厚労省 ACPの愛称を「人生会議」 11月30日を「考える日」に
公開日時 2018/12/03 03:50
厚生労働省は11月30日、患者や家族、医師らが人生の終末期における治療方針などを繰り返し話し合う「アドバンス・ケア・プランニング(ACP)」の愛称を、「人生会議」に決めたと発表した。ACPの普及を後押しするのが狙い。愛称選定委員会の座長を務めた国立成育医療研究センターもみじの家の内多勝康ハウスマネージャーは、「『私たちもそろそろ人生会議をしよう』などと、家族のなかで話してもらいたい」と呼び掛けた。また11月30日を、「いいみとり・みとられ」の語呂合わせで、ACPについて考える日とすることもあわせて発表した。

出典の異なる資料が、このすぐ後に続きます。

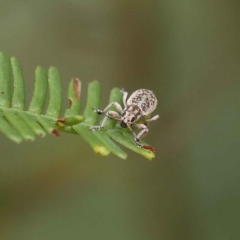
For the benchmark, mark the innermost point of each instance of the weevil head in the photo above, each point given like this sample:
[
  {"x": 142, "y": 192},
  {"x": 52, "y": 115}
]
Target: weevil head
[{"x": 130, "y": 115}]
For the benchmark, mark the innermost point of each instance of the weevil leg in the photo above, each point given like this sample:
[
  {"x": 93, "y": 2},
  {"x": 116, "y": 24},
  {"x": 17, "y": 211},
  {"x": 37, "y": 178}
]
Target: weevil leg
[
  {"x": 125, "y": 94},
  {"x": 112, "y": 115},
  {"x": 136, "y": 140},
  {"x": 143, "y": 132}
]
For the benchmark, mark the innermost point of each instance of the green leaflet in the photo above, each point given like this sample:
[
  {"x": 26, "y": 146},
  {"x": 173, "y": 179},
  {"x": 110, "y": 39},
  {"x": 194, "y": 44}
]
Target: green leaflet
[{"x": 19, "y": 124}]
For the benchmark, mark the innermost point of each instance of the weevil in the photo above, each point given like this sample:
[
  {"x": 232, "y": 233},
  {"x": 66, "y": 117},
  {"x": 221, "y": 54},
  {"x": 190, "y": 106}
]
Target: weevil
[{"x": 137, "y": 108}]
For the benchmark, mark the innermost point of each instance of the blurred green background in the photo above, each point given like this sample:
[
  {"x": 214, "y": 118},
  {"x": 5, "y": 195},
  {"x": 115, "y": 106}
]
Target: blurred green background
[{"x": 188, "y": 52}]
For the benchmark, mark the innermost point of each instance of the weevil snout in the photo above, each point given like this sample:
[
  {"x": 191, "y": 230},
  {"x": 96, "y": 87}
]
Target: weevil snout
[{"x": 123, "y": 124}]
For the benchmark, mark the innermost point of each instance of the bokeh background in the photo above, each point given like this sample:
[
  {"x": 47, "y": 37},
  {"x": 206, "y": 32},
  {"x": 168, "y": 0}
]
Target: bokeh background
[{"x": 188, "y": 52}]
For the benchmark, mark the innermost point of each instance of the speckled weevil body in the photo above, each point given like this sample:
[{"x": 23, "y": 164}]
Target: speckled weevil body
[{"x": 138, "y": 107}]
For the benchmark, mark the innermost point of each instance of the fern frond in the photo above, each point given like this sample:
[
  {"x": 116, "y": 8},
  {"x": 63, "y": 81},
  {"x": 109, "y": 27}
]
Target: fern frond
[{"x": 19, "y": 124}]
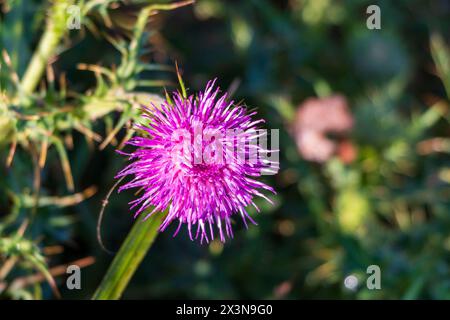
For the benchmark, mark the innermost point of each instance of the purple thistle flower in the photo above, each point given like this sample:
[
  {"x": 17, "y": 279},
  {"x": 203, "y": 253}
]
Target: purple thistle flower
[{"x": 187, "y": 161}]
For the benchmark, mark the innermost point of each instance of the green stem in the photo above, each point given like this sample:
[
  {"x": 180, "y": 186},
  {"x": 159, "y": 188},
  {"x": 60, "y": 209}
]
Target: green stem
[
  {"x": 54, "y": 31},
  {"x": 128, "y": 259}
]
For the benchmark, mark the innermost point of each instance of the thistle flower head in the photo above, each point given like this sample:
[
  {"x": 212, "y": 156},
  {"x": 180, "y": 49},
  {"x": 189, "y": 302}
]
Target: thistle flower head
[{"x": 197, "y": 159}]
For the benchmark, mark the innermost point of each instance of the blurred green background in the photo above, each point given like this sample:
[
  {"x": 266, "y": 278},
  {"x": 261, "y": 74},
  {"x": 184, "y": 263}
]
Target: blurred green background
[{"x": 389, "y": 206}]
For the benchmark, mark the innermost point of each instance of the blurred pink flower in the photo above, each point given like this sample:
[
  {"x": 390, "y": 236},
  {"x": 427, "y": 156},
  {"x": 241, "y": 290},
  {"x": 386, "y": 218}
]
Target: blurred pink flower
[{"x": 314, "y": 120}]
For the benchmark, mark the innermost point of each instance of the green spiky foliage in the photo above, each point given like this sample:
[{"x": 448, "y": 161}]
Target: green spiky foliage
[{"x": 40, "y": 113}]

厚労省が3月に取りまとめた「人生の最終段階における医療の普及・啓発の在り方に関する検討会」の報告書では、医療・介護現場だけでなく、国民一人ひとりの生活へACPの考え方を浸透させることの必要性を指摘。医療・介護従事者の取り組みだけでなく、国や地方自治体が記念日の制定や学習サイトの開設などを通じて、広く普及啓発を図ることを提言していた。

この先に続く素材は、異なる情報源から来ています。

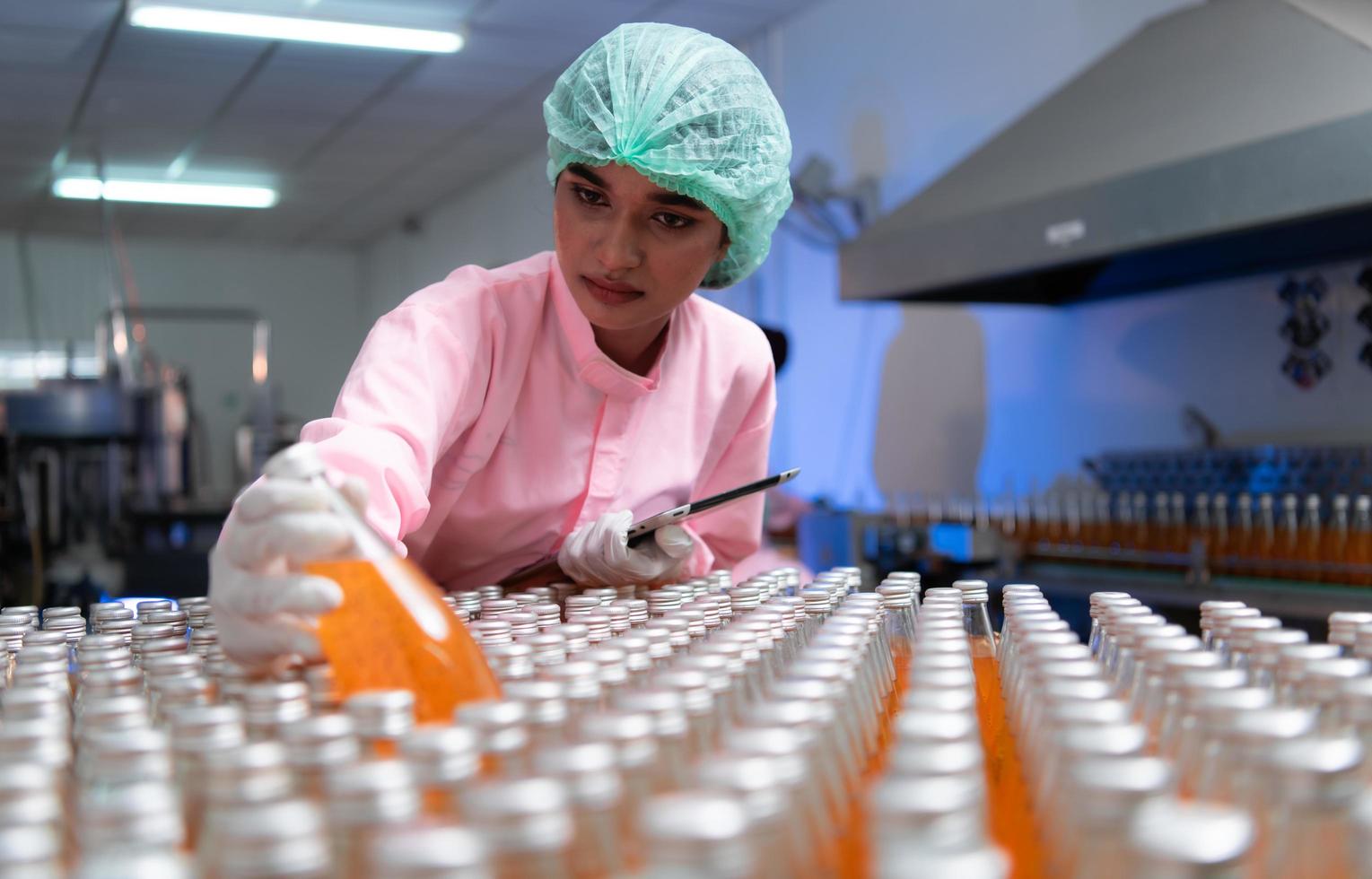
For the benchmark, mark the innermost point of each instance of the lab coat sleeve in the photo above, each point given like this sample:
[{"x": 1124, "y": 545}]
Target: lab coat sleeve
[
  {"x": 415, "y": 387},
  {"x": 726, "y": 536}
]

愛称は8月から約1か月間一般公募され、1073件のなかから選ばれた。発表会では、同愛称を応募した聖隷浜松病院の看護師、須藤麻友さんが、「医療従事者として、患者は満足する最期が迎えられたかという疑問を日々感じていたから」と応募のきっかけを説明した。
選定委員のお笑い芸人の小籔千豊さんは、母親が亡くなった時の思いをビデオメッセージで寄せた。小藪さんは、「母親と2度と話せないと思うとやるせなく、不安な気持ちになった。たくさんの思い出や感謝、要望を家族に伝えて、生前に話し合っておけば、残された家族も後悔がない」とACPの重要性を訴えた。

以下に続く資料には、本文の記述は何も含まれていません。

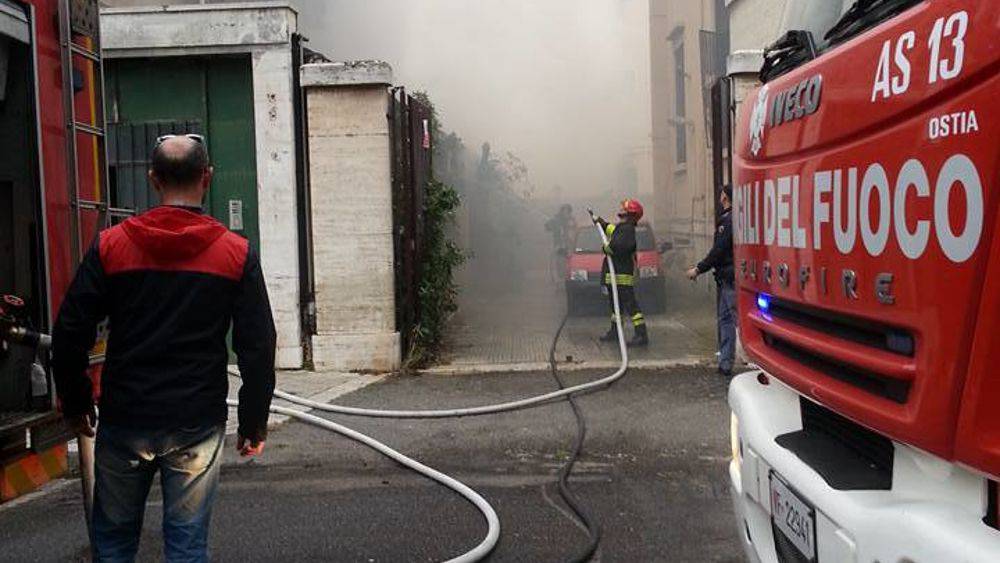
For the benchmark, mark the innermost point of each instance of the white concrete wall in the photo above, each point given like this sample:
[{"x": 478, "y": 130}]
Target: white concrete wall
[
  {"x": 754, "y": 24},
  {"x": 264, "y": 30},
  {"x": 351, "y": 185}
]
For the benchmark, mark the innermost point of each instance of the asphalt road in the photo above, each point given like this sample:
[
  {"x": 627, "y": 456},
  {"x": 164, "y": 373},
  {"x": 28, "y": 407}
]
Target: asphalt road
[{"x": 654, "y": 474}]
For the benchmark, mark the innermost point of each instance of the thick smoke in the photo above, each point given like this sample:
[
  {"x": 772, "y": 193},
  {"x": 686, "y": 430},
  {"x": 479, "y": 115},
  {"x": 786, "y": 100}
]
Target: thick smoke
[{"x": 560, "y": 83}]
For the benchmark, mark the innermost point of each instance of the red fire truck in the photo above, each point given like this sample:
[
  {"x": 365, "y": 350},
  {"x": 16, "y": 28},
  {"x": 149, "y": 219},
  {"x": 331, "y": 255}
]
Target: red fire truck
[
  {"x": 53, "y": 198},
  {"x": 868, "y": 272}
]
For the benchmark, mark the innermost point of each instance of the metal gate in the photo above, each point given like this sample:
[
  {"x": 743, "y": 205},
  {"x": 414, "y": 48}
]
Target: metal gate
[
  {"x": 409, "y": 129},
  {"x": 129, "y": 149}
]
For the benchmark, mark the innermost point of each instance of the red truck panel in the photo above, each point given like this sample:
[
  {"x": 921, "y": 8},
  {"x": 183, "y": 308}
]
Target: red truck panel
[{"x": 901, "y": 157}]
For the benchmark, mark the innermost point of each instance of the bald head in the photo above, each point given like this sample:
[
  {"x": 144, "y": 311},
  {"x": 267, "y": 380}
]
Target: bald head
[{"x": 179, "y": 163}]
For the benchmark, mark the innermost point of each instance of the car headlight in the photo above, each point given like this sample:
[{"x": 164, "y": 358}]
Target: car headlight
[
  {"x": 734, "y": 437},
  {"x": 648, "y": 271}
]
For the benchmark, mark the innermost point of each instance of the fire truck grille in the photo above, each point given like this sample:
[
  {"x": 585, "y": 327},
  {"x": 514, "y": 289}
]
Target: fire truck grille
[{"x": 845, "y": 327}]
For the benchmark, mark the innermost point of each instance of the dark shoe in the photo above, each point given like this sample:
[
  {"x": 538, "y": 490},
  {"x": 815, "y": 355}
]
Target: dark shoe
[
  {"x": 611, "y": 335},
  {"x": 641, "y": 337}
]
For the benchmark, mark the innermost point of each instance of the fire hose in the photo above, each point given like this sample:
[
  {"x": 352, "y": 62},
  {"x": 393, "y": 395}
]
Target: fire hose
[
  {"x": 480, "y": 551},
  {"x": 493, "y": 523}
]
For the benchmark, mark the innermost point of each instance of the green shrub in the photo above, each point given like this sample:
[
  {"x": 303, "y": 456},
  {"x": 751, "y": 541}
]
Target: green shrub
[{"x": 438, "y": 292}]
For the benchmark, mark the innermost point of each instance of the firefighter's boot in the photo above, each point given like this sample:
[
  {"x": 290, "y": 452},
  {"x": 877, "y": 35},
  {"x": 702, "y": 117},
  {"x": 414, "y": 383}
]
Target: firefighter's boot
[
  {"x": 641, "y": 337},
  {"x": 612, "y": 334}
]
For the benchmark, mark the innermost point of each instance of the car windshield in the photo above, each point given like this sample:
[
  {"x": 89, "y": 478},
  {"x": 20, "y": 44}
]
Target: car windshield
[{"x": 589, "y": 240}]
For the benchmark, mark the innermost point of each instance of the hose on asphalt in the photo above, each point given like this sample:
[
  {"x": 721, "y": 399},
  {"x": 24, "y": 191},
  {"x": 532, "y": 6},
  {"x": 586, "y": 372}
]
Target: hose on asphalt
[
  {"x": 593, "y": 529},
  {"x": 492, "y": 521}
]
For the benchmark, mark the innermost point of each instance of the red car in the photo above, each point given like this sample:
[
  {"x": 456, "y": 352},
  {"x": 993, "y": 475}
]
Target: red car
[{"x": 583, "y": 272}]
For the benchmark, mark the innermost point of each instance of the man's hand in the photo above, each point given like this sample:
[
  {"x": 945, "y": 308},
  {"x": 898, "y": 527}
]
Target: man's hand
[
  {"x": 84, "y": 424},
  {"x": 249, "y": 448}
]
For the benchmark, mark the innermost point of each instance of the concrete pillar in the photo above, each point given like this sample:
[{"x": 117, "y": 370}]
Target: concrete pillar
[{"x": 351, "y": 182}]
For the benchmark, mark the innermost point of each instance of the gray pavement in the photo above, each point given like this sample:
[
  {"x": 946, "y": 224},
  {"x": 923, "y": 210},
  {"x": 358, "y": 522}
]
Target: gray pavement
[{"x": 654, "y": 473}]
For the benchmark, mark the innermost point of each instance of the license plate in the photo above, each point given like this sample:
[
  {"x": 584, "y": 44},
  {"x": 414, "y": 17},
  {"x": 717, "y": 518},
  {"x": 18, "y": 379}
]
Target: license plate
[{"x": 793, "y": 517}]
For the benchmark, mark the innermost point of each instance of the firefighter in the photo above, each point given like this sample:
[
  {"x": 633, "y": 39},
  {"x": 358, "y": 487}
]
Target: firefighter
[
  {"x": 620, "y": 250},
  {"x": 720, "y": 260}
]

また、24歳で乳がんの診断を受けたNPO法人マギーズ東京の鈴木美穂共同代表理事は、「高齢になってから死ぬわけではない。若いうちから死に向き合うことは、いかに生きるかということだ」と話し、若い世代も積極的にACPと向き合う必要があると呼びかけた。
愛称の選定委員会は、映画「おくりびと」の脚本家などとして知られる小山薫堂氏、サントリーホールディングスの新浪剛史代表取締役社長ら8人で構成された。